What I gained from this course:
The twenty-lesson course in Comparative Religion was a validation of my beliefs. I have always thought that the various religions that developed around the world were based on the same basic belief in a higher energy, Creator, Source, Divine Bring or any other term developed by humanity's limited language skills that one would care to use to describe the underlying power of the Universe.
It has been my life long belief that all the religions of the world lead to one place, it is just a matter of how one gets there. A brief visual description may assist in understanding my point. Imagine a large mountain and the goal is the summit. Each person is located at the base. There are paths that spiral around the mountain climbing ever higher. There are some paths whose course takes them directly up the side of the mountain on a vertical ascent. These paths all start at different points at the base of the mountain, but all end at the summit. Some of these paths even travel the same course at times, some never meet. While all start at a different point, all take a varied route; all arrive at the same point in the end - the summit or to phrase it another way - reunification with Divinity.
I believe that the vast differences are there to accommodate the various level of spiritual development evident in each culture at any given point in their evolution. That is to say, an early pagan would have had a hard time comprehending the higher teachings of the Buddhist religion. Another example of this is the evolution from
Hinduism into Buddhism. This difficulty in comprehension is just as true for the modern day Christian. By that I mean that a Christian has trouble accepting that each individual is responsible for their own evolution on the wheel of life, death and rebirth. Most of the Christians that I have spoken with believe that unless one believes in Jesus salvation can never be obtained.
What I liked best and least about this course, and how to improve:
While I was pleasantly surprised to see the more obscure religions given the same basically fair treatment as the more commonly practiced ones, I would also have liked to have seen a more in depth comparison of each of the religions covered. Many times I was waiting in vain for the next religion to be explained to the extent that the last one had been discussed. This was true not only of the obscure ones, but even the common ones. The discussions (lessons 16 and 17) on Divine Messengers for example as well as the discussion on Religious Titles (lesson 18) serve to illustrate this point.
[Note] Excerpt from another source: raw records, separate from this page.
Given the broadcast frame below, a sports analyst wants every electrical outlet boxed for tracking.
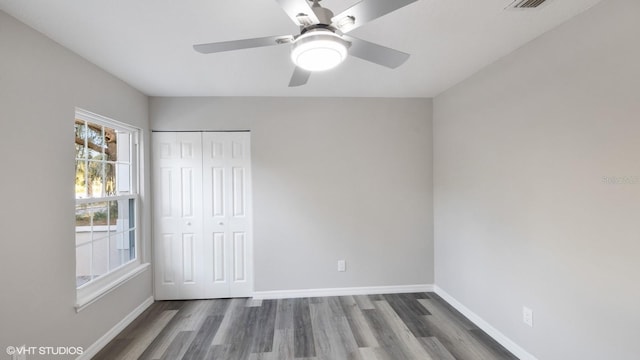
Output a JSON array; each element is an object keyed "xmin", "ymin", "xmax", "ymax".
[
  {"xmin": 337, "ymin": 260, "xmax": 346, "ymax": 272},
  {"xmin": 523, "ymin": 306, "xmax": 533, "ymax": 327}
]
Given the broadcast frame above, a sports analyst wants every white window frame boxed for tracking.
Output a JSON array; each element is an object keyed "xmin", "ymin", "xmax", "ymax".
[{"xmin": 74, "ymin": 108, "xmax": 148, "ymax": 311}]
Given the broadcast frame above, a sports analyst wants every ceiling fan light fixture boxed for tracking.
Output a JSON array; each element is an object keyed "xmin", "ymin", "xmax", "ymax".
[{"xmin": 290, "ymin": 30, "xmax": 349, "ymax": 72}]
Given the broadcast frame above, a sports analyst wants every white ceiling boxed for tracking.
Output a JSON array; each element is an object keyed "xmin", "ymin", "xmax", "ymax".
[{"xmin": 0, "ymin": 0, "xmax": 602, "ymax": 97}]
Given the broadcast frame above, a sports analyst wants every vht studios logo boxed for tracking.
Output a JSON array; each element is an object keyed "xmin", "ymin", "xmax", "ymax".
[{"xmin": 6, "ymin": 345, "xmax": 84, "ymax": 356}]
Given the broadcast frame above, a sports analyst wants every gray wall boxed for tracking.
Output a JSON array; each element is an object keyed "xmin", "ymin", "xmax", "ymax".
[
  {"xmin": 150, "ymin": 97, "xmax": 434, "ymax": 291},
  {"xmin": 433, "ymin": 0, "xmax": 640, "ymax": 359},
  {"xmin": 0, "ymin": 10, "xmax": 152, "ymax": 357}
]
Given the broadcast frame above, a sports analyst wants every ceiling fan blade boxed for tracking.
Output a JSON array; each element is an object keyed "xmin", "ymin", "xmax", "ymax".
[
  {"xmin": 344, "ymin": 35, "xmax": 409, "ymax": 69},
  {"xmin": 193, "ymin": 35, "xmax": 293, "ymax": 54},
  {"xmin": 289, "ymin": 66, "xmax": 311, "ymax": 87},
  {"xmin": 332, "ymin": 0, "xmax": 418, "ymax": 33},
  {"xmin": 275, "ymin": 0, "xmax": 320, "ymax": 26}
]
I would have preferred to see a systematic breakdown showing how each religion compared and contrasted with each other one during the course of each lesson. Using the above examples, if each religion's terms for angels had been laid out in table format and each religion's titles had been detailed side by side I believe it would
have more fully explained how they relate to one another.
Over all, this was an excellent course. I would definitely be willing to take another course from Reverend Kythera Ann; and am looking forward to Part 2 of this course. I am of course assuming there is a Part 2.